Northwest Kyushu is located in the backarc region where the Philippine Sea plate subducts beneath the Eurasian plate (Figure 1). Seismic observations suggest that the subducting Philippine Sea plate does not extend beneath the Eurasian plate (Figure 2).

Figure 1: Map showing the tectonic setting of NW Kyushu. NW Kyushu is at the junction of the SW Japan arc and the Ryukyu arc, and the junction of the Japan Sea and the East China Sea.

 

Figure 2: Map showing depth of the subducting Philippine Sea plate (after Yamazaki & Ooida, 1985; Ishida, 1992). The subducting Philippine Sea plate does not extend beneath NW Kyushu.

NW Kyushu is also the junction of the southwest Japan arc and the Ryukyu arc and of the Japan Sea and the East China Sea. Mantle plumes are generally believed to come from a thermal boundary at the 660-km discontinuity or the core-mantle boundary. Tomographic images, however, suggest that subducted Pacific plate stagnates at the 660-km discontinuity beneath NE Asia (Fukao et al., 1992), which means that the 660-km discontinuity beneath NW Kyushu is cold. Normal faults in NW Kyushu (Figure 3) suggest that the stress field there is essentially tensional. Volcanism in NW Kyushu is characterized by the eruption of basaltic lava flows since 10 Ma. Prior to this basaltic volcanism, formation of inner arc sedimentary basins and their uplift occurred. Because of petrochemical similarities, Nakamura et al. (1985) suggested that NW Kyushu volcanism is caused by plumes from the deep mantle.

 

Figure 3: Simplified geological map of NW Kyushu. Basalts erupted at 10-1 Ma are distributed in NW Kyushu.

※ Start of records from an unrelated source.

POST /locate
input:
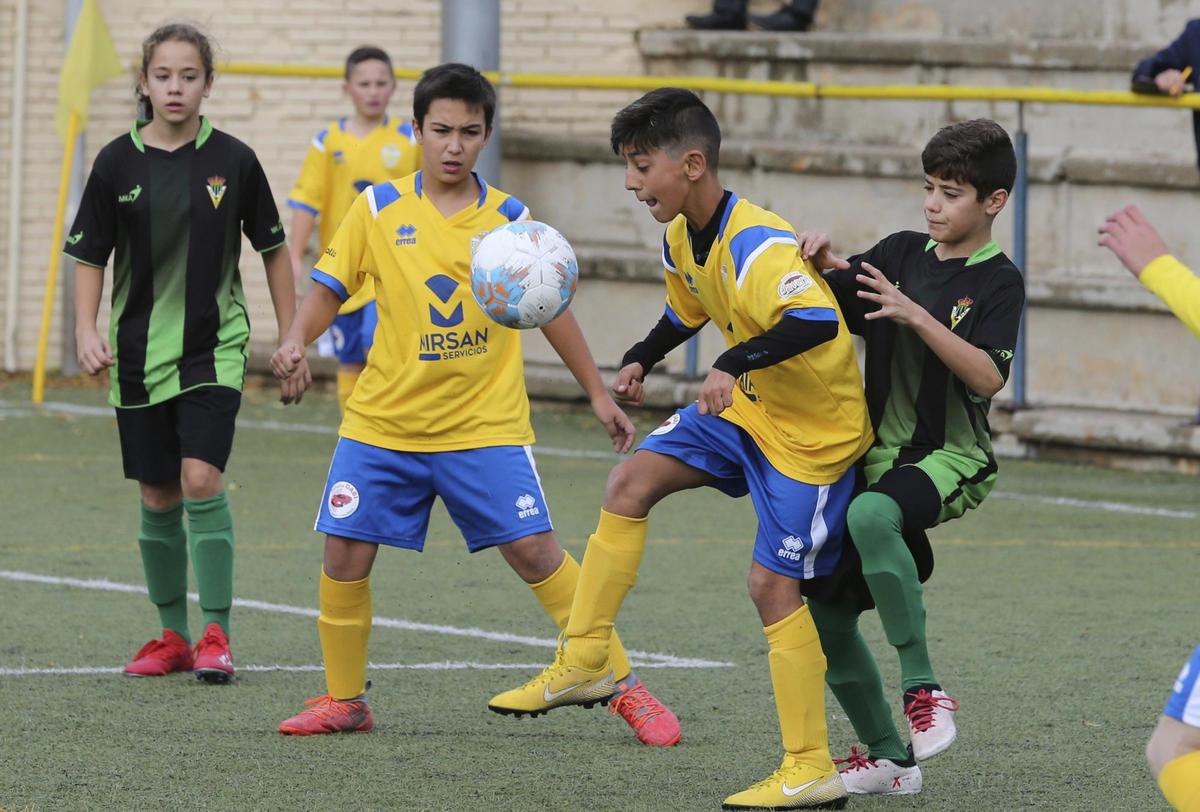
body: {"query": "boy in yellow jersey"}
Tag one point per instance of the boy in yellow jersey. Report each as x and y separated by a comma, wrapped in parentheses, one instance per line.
(441, 409)
(1174, 749)
(780, 416)
(345, 158)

We estimated melting temperatures of primitive NW Kyushu basalts by comparison with the results of high-pressure melting experiments of peridotites. First, we selected primitive NW Kyushu basalts using bulk rock Mg-Fe-Ni relationships (Figure 4). We calculated olivine compositions in equilibrium with bulk rock compositions of analyzed samples (details of the methods of calculation are given in Higo & Mashima, 2004). Some of calculated olivines have Mg-Fe-Ni compositions similar to mantle olivines (Takahashi, 1986; Arai et al., 2001), which means that the samples used for those calculations could have been equilibrated with the mantle. Selected samples show a negative Al2O3 – MgO correlation and a positive CaO – MgO correlation similar to those observed in melting experiments (Figure 5). This suggests that our estimation of primitive melts is reasonable.

 

Figure 4: Mg-Fe-Ni relationships of calculated olivines in equilibrium with NW Kyushu basalts. Detailed methods of calculation are given in Higo & Mashima (2004). Compositions of mantle olivines were obtained from Takahashi (1986) and Arai et al. (2001).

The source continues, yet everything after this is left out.